Date of Award

Spring 1-1-2014

Document Type

Dissertation

Degree Name

Doctor of Philosophy (PhD)

First Advisor

Gregor P. Henze

Second Advisor

Gail S. Brager

Third Advisor

Balaji Rajagopalan

Fourth Advisor

Michael J. Brandemuehl

Fifth Advisor

Clemens Felsmann

Abstract

Mixed mode (MM) buildings are a subset of low-energy buildings that employ both natural mechanical ventilation, often using manually operable windows for natural ventilation, along with other low-exergy cooling systems such as radiant cooling. This combination of systems has proven difficult to control in practice, in particular due to the potential for occupants to significantly impact building performance. Model predictive control (MPC) and rule extraction are promising methods for optimizing MM building systems in an offline setting, and for generating usable control rules that can be implemented in practice.

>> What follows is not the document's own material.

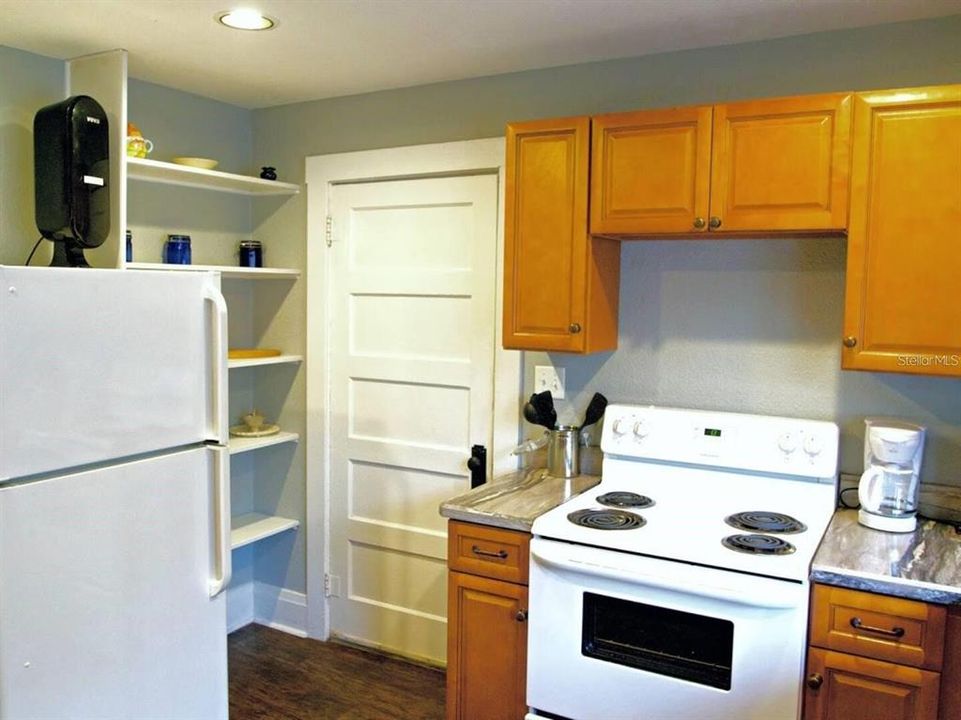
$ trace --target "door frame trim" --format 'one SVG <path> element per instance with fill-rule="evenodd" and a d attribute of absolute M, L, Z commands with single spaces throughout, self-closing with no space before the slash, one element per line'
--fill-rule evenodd
<path fill-rule="evenodd" d="M 316 155 L 306 159 L 307 181 L 307 635 L 326 640 L 330 611 L 324 578 L 329 572 L 330 512 L 330 377 L 328 352 L 330 266 L 327 262 L 327 215 L 336 185 L 458 175 L 497 176 L 497 250 L 494 288 L 494 406 L 491 471 L 517 469 L 509 454 L 520 434 L 523 354 L 505 350 L 504 302 L 504 158 L 503 137 L 411 145 Z M 334 242 L 337 229 L 334 228 Z"/>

Simulation studies were performed to investigate the impact that occupant actions have on mixed mode buildings, and to improve the performance of natural ventilation controls in mixed mode buildings while accounting for uncertain occupant behavior. Results show that accounting for occupant behavior in building simulations provides useful insight into the robustness of different control strategies with respect to the impact of occupant actions. Two approaches to improving natural ventilation controls are applied to a physical building; the first seeks to improve on existing control logic by optimizing setpoints, while the second employs MPC and rule extraction to generate all new control logic. Each approach provides insight into potential flaws in existing logic and suggests revised logic that leads to better performance in the presence of occupant behavior.

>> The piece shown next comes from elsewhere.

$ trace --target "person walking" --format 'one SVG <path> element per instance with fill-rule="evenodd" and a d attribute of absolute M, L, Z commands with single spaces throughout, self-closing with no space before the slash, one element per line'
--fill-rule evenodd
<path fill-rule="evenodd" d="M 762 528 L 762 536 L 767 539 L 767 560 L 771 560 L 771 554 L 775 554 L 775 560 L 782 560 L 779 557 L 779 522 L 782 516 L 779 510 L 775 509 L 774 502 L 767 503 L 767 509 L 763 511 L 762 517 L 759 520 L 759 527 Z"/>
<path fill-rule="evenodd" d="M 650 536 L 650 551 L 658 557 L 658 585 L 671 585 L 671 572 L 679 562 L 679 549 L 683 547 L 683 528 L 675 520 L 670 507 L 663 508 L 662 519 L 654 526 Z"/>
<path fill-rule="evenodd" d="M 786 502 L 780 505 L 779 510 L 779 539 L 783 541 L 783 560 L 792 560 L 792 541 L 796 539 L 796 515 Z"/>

In a final study, rule extraction is applied to optimal control datasets for multiple seasons and locations to develop control rules that approximate optimal controller performance. Converting state information to state-change information prior to applying rule extraction is shown to improve the performance of extracted rules, and it is shown that rules generated using data for a single season or location do not transfer well to other seasons or locations.